Data from an international study is set to capture the changing images of coastal regions undergoing the effects of climate change.
Academics from Robert Gordon University’s (RGU) School of Applied Social Studies have been working in collaboration with the Institute of Human Geography in the Vietnam Academy of Social Sciences, on a project funded by a British Academy International Partnership and Mobility Grant.
The one-year research project aims to understand how climate change affects coastal communities by studying Scotland and Vietnam – two very different countries sharing the common problems of rising sea levels, increasing extreme weather and environmental change due to a warming climate.

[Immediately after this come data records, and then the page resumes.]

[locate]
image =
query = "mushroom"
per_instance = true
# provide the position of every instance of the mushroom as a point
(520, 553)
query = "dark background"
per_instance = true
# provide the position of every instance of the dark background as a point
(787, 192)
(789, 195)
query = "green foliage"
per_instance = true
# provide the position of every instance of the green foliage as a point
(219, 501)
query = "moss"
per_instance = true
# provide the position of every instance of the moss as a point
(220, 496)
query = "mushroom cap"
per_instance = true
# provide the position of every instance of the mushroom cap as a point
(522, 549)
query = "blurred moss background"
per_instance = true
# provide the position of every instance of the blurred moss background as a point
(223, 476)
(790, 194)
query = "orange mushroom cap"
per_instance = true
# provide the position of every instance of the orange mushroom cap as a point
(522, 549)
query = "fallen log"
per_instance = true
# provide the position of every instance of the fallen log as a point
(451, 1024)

RGU’s Dr Leslie Mabon, Dr Chris Yuill and Dr Natascha Mueller-Hirth spent a week in Vietnam earlier this year, where they interviewed citizens, fishers and environmental managers in the Xuan Thuy National Park whose lives are being affected in different ways by changes to the environments in which they live.
Dr Nguyen Song Tung – one of Vietnam’s leading environmental scientists – returned the visit to Aberdeen last month with colleagues Dr Pham Thi Tram and Nguyen Thi Kim Dung from the Institute of Human Geography, to understand how Scottish environmental policymakers are dealing with climate change.
While in Scotland, they were taken by the RGU team to meet with Scottish Natural Heritage, Marine Scotland and Aberdeen City Council, to develop a comparable set of date to complement that which was collected in Vietnam.
Dr Leslie Mabon, an established researcher who has worked with communities across the world, believes that more can be done in Scotland and fellow Western counties to address the results of environmental change.
He said: “What has struck me the most from this research has been witnessing everything that is being done in Vietnam, as a country facing climate change now and having to respond to it with very limited resources.
“I feel we can learn a lot from their actions and put them into practice ourselves in Scotland. This includes prioritising the environmental protection of our coasts and understanding what climate change means at a very local level for people’s daily lives.”
A predominant finding of the research team has been that climate change can have profound effects on people’s sense of well-being that goes far beyond the immediate health or economic impacts on the wider community.
Dr Chris Yuill, will present the team’s initial findings at the British Sociological Association Conference on Society, Environment and Human Health later this month.
He said: “There is a lot of work out there already which looks at the physical health aspects of climate change, such as how warming trends affect communicable disease, but our findings from Vietnam show that it is the wider – perhaps less tangible – effects that really hit people the hardest.”